From: Ming Lei <ming.lei@redhat.com>
To: "Vlastimil Babka (SUSE)" <vbabka@kernel.org>
Cc: Vlastimil Babka <vbabka@suse.cz>,
Andrew Morton <akpm@linux-foundation.org>,
linux-mm@kvack.org, linux-kernel@vger.kernel.org,
linux-block@vger.kernel.org, Harry Yoo <harry.yoo@oracle.com>,
Hao Li <hao.li@linux.dev>, Christoph Hellwig <hch@infradead.org>
Subject: Re: [Regression] mm:slab/sheaves: severe performance regression in cross-CPU slab allocation
Date: Fri, 6 Mar 2026 09:01:32 +0800 [thread overview]
Message-ID: <aaonbAbb6D6pirIP@fedora> (raw)

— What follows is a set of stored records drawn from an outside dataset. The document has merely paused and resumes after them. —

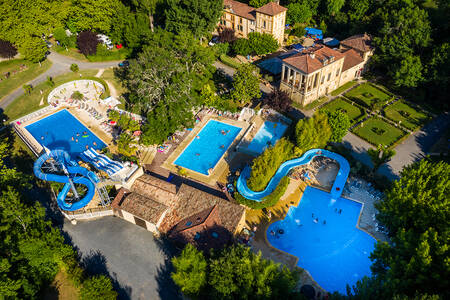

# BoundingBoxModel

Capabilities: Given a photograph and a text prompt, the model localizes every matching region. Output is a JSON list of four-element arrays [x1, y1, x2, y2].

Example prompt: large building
[[220, 0, 287, 45], [280, 34, 373, 106]]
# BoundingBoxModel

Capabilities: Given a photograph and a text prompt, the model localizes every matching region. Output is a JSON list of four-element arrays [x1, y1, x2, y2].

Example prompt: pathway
[[0, 52, 120, 110]]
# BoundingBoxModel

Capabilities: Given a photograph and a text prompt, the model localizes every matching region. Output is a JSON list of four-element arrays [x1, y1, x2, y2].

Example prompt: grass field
[[330, 81, 356, 96], [384, 101, 430, 131], [4, 70, 100, 121], [345, 83, 392, 109], [353, 117, 405, 146], [0, 59, 52, 99], [320, 98, 365, 124]]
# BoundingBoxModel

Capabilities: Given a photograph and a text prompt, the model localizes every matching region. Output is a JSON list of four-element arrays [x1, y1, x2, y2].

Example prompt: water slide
[[81, 148, 123, 176], [236, 149, 350, 202], [33, 150, 99, 211]]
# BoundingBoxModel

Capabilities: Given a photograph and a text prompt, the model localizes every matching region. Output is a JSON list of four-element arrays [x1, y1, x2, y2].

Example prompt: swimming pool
[[247, 121, 287, 155], [174, 120, 242, 175], [267, 187, 376, 294], [25, 109, 106, 159]]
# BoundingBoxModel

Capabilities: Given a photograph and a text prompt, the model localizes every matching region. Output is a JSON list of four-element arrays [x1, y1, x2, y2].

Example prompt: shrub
[[233, 39, 252, 56], [80, 275, 117, 300], [70, 64, 80, 73], [77, 31, 100, 55], [0, 39, 17, 58], [263, 89, 292, 112], [247, 138, 294, 192], [218, 27, 237, 43], [234, 176, 290, 209]]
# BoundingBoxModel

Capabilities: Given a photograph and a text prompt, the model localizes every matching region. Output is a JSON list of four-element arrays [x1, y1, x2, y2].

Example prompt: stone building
[[219, 0, 287, 45], [280, 34, 374, 106]]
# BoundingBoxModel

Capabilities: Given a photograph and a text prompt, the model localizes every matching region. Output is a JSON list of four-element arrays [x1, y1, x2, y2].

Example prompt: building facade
[[280, 34, 373, 106], [219, 0, 287, 45]]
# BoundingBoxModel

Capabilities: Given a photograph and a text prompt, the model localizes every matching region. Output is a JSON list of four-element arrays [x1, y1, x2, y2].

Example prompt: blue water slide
[[33, 150, 99, 211], [236, 149, 350, 202]]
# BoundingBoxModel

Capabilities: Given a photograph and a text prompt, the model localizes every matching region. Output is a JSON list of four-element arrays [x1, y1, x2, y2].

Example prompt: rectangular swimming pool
[[174, 120, 242, 175], [247, 121, 287, 155], [25, 109, 106, 159]]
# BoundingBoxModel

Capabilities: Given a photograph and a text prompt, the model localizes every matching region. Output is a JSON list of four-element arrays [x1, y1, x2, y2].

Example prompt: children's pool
[[247, 121, 287, 155], [174, 120, 242, 175], [25, 109, 106, 159], [267, 187, 376, 294]]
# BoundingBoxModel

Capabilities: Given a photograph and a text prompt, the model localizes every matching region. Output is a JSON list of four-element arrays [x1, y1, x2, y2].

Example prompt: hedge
[[234, 176, 289, 209]]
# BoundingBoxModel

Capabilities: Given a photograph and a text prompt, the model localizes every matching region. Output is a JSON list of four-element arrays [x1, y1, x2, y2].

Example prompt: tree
[[80, 275, 117, 300], [172, 245, 207, 296], [286, 2, 313, 24], [248, 32, 279, 55], [263, 89, 292, 112], [70, 64, 80, 73], [367, 145, 395, 171], [19, 37, 48, 63], [232, 64, 261, 104], [165, 0, 223, 38], [371, 160, 450, 299], [77, 31, 100, 55], [328, 110, 351, 143], [390, 55, 424, 87], [69, 0, 121, 34], [0, 39, 17, 59], [295, 113, 332, 152], [327, 0, 345, 16], [219, 27, 237, 43]]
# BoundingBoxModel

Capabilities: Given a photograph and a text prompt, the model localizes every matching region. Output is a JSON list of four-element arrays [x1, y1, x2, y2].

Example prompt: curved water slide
[[33, 150, 99, 211], [236, 149, 350, 202]]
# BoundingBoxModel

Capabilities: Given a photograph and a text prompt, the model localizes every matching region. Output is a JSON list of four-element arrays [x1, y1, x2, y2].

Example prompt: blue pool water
[[247, 121, 287, 155], [25, 109, 106, 159], [267, 187, 376, 294], [174, 120, 242, 175]]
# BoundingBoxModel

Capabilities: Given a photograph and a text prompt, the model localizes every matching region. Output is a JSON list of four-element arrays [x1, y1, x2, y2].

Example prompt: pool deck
[[161, 115, 250, 186]]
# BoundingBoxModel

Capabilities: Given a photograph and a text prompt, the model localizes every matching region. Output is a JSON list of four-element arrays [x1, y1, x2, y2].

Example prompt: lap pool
[[25, 109, 106, 159], [174, 120, 242, 175], [247, 121, 287, 155], [267, 187, 376, 294]]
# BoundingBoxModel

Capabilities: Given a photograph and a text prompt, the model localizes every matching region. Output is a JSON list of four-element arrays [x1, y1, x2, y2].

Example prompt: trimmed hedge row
[[234, 176, 289, 209]]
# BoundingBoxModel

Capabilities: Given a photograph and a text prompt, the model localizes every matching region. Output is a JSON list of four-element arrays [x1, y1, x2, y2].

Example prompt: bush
[[234, 176, 290, 209], [247, 138, 294, 192], [233, 39, 252, 56], [80, 275, 117, 300], [263, 89, 292, 112], [218, 27, 237, 43], [77, 31, 100, 55], [0, 39, 17, 58]]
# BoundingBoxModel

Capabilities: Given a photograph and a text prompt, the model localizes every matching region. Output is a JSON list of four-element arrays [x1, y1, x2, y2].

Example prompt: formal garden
[[353, 117, 407, 147], [345, 83, 393, 110]]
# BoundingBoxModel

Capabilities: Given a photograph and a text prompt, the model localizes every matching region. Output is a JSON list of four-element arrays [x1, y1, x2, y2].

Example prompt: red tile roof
[[223, 0, 256, 20], [342, 49, 364, 72], [256, 1, 287, 16], [283, 46, 344, 74], [341, 33, 374, 52]]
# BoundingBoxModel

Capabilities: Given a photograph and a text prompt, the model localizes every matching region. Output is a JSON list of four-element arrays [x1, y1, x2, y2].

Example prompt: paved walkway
[[0, 52, 120, 109], [378, 113, 450, 179], [63, 216, 180, 300]]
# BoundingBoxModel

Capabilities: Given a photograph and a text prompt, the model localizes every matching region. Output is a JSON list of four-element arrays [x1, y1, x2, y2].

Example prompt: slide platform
[[33, 150, 100, 211], [236, 149, 350, 202]]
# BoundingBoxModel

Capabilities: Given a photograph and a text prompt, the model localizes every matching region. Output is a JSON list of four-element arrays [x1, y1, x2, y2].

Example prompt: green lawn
[[4, 70, 104, 121], [320, 97, 365, 124], [353, 117, 405, 147], [345, 83, 392, 110], [330, 80, 356, 96], [0, 59, 52, 99], [384, 101, 430, 131]]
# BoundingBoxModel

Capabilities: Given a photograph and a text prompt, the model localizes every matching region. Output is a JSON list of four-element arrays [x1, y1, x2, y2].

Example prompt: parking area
[[63, 216, 180, 300]]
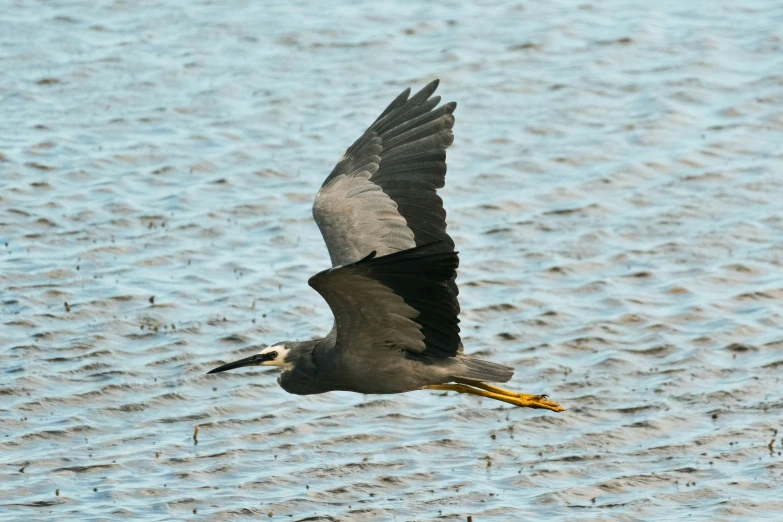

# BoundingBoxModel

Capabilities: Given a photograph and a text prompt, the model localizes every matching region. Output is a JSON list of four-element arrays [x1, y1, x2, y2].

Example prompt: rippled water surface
[[0, 0, 783, 522]]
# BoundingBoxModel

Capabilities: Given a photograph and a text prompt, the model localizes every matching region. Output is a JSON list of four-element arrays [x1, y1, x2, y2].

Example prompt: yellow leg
[[469, 381, 547, 400], [423, 382, 563, 411]]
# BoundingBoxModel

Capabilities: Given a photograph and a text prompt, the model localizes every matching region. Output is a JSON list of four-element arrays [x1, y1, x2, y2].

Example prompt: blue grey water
[[0, 0, 783, 522]]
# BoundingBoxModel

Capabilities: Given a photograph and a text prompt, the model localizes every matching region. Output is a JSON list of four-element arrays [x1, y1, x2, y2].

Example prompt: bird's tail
[[454, 356, 514, 382]]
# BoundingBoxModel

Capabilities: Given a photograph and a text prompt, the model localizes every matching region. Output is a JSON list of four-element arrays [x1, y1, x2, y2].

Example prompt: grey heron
[[208, 80, 562, 411]]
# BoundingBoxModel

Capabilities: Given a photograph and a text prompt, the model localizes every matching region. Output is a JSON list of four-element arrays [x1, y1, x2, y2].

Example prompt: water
[[0, 0, 783, 522]]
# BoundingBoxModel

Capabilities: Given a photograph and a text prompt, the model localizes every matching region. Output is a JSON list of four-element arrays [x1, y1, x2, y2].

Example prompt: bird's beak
[[207, 353, 274, 374]]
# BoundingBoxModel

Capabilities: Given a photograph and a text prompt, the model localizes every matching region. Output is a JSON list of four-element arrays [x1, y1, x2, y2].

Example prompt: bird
[[207, 80, 563, 412]]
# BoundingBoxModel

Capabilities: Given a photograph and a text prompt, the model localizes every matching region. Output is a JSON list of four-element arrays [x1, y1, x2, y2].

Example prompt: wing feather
[[313, 80, 457, 295], [309, 243, 462, 357]]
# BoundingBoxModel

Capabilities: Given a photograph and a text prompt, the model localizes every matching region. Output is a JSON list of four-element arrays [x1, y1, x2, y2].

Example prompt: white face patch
[[258, 344, 294, 370]]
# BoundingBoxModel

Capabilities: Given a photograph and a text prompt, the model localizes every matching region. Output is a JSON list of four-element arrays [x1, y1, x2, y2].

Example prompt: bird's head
[[207, 343, 293, 373]]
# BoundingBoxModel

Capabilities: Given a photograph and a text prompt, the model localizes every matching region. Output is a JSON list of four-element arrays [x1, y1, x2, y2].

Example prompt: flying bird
[[208, 80, 562, 411]]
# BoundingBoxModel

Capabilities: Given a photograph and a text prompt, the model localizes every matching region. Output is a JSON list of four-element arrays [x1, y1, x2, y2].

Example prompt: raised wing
[[309, 243, 462, 357], [313, 80, 457, 282]]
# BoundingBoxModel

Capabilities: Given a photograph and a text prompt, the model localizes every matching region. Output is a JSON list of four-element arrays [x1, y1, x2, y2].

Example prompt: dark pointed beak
[[207, 353, 274, 374]]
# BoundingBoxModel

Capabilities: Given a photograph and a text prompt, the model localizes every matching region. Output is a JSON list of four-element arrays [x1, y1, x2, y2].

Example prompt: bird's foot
[[425, 381, 563, 412]]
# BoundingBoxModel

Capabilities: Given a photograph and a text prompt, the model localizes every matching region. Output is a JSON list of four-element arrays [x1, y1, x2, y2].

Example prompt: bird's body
[[209, 80, 561, 411]]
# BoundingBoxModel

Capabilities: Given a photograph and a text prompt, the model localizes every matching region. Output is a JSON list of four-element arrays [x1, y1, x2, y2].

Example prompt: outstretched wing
[[313, 80, 457, 295], [309, 243, 462, 357]]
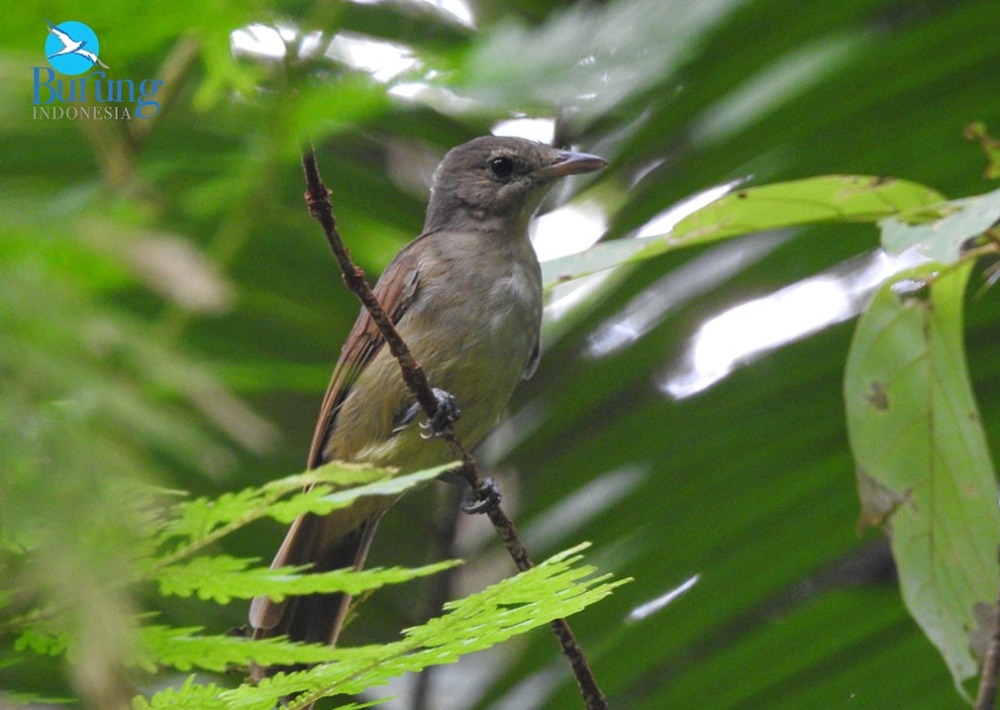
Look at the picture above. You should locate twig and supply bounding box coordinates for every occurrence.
[975,552,1000,710]
[302,147,608,710]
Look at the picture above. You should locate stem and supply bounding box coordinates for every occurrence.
[302,147,608,710]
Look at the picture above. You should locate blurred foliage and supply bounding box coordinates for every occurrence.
[0,0,1000,709]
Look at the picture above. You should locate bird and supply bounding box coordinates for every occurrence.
[45,20,111,69]
[249,136,607,680]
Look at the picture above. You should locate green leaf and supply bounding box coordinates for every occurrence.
[662,175,944,250]
[157,555,460,604]
[542,175,945,287]
[147,461,454,573]
[879,184,1000,264]
[845,264,1000,695]
[143,545,629,708]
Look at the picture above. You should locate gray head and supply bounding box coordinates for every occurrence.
[424,136,607,233]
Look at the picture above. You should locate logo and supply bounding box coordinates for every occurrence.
[31,19,163,120]
[45,20,111,76]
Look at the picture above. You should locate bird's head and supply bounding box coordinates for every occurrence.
[424,136,607,238]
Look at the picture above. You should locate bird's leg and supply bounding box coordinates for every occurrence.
[462,476,500,515]
[392,387,462,439]
[420,387,462,439]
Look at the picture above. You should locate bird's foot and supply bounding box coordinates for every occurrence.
[462,476,501,515]
[420,387,462,439]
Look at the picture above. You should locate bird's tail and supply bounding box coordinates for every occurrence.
[250,513,382,681]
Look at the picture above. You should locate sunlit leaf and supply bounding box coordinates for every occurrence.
[844,264,1000,693]
[880,184,1000,264]
[662,175,944,249]
[543,175,944,287]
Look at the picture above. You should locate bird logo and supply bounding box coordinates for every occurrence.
[45,20,109,75]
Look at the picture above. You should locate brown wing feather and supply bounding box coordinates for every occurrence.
[308,235,426,468]
[250,236,424,638]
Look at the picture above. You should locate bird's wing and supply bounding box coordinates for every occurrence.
[309,235,427,468]
[45,20,76,47]
[250,237,423,638]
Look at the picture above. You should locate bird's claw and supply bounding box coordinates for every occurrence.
[420,387,462,439]
[462,476,501,515]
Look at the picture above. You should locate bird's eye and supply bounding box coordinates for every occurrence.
[486,156,514,180]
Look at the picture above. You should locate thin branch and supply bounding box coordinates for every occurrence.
[302,147,608,710]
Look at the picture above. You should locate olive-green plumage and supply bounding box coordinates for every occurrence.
[250,137,606,677]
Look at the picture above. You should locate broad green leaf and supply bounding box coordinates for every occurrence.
[879,185,1000,264]
[844,264,1000,695]
[661,175,944,250]
[542,175,945,287]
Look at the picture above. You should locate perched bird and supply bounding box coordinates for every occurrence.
[250,136,607,678]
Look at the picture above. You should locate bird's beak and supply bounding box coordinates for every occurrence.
[533,150,608,178]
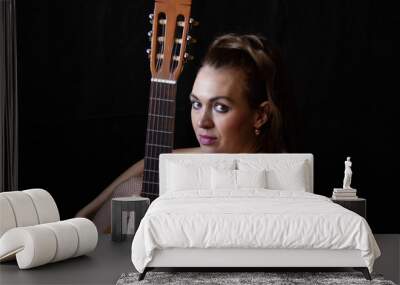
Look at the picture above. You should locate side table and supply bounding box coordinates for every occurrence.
[331,198,367,219]
[111,196,150,241]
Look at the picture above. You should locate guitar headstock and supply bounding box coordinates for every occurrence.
[147,0,198,82]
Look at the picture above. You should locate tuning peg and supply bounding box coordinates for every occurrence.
[183,52,194,61]
[189,18,199,27]
[186,35,197,44]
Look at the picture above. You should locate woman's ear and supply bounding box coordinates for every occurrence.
[254,101,271,129]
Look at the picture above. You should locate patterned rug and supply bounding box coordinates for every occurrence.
[117,271,396,285]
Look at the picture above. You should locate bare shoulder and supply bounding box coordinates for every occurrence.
[172,147,201,153]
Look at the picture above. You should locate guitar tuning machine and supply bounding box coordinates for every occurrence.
[186,35,197,44]
[189,18,199,27]
[183,52,194,62]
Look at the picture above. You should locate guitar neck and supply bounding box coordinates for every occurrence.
[141,81,176,201]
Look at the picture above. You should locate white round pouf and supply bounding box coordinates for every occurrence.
[0,193,17,237]
[22,188,60,224]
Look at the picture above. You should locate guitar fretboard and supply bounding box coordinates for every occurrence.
[141,81,176,201]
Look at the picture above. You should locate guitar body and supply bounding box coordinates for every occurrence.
[141,0,194,201]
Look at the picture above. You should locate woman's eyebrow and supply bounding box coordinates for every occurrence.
[189,93,234,102]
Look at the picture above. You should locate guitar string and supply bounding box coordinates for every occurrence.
[142,11,161,196]
[148,13,167,196]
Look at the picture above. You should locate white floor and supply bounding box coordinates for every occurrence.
[374,234,400,284]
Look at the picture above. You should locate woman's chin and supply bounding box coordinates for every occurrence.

In-Reply-To: <aamluV66pLIdo66g@fedora>
On Thu, Mar 05, 2026 at 11:48:09PM +0800, Ming Lei wrote:
> On Thu, Mar 05, 2026 at 02:05:20PM +0100, Vlastimil Babka (SUSE) wrote:
> > On 2/27/26 10:23, Ming Lei wrote:
> > > On Thu, Feb 26, 2026 at 07:02:11PM +0100, Vlastimil Babka (SUSE) wrote:
> > >> On 2/25/26 10:31, Ming Lei wrote:
> > >> > Hi Vlastimil,
> > >> >
> > >> > On Wed, Feb 25, 2026 at 09:45:03AM +0100, Vlastimil Babka (SUSE) wrote:
> > >> >> On 2/24/26 21:27, Vlastimil Babka wrote:
> > >> >> >
> > >> >> > It made sense to me not to refill sheaves when we can't reclaim, but I
> > >> >> > didn't anticipate this interaction with mempools. We could change them
> > >> >> > but there might be others using a similar pattern. Maybe it would be for
> > >> >> > the best to just drop that heuristic from __pcs_replace_empty_main()
> > >> >> > (but carefully as some deadlock avoidance depends on it, we might need
> > >> >> > to e.g. replace it with gfpflags_allow_spinning()). I'll send a patch
> > >> >> > tomorrow to test this theory, unless someone beats me to it (feel free to).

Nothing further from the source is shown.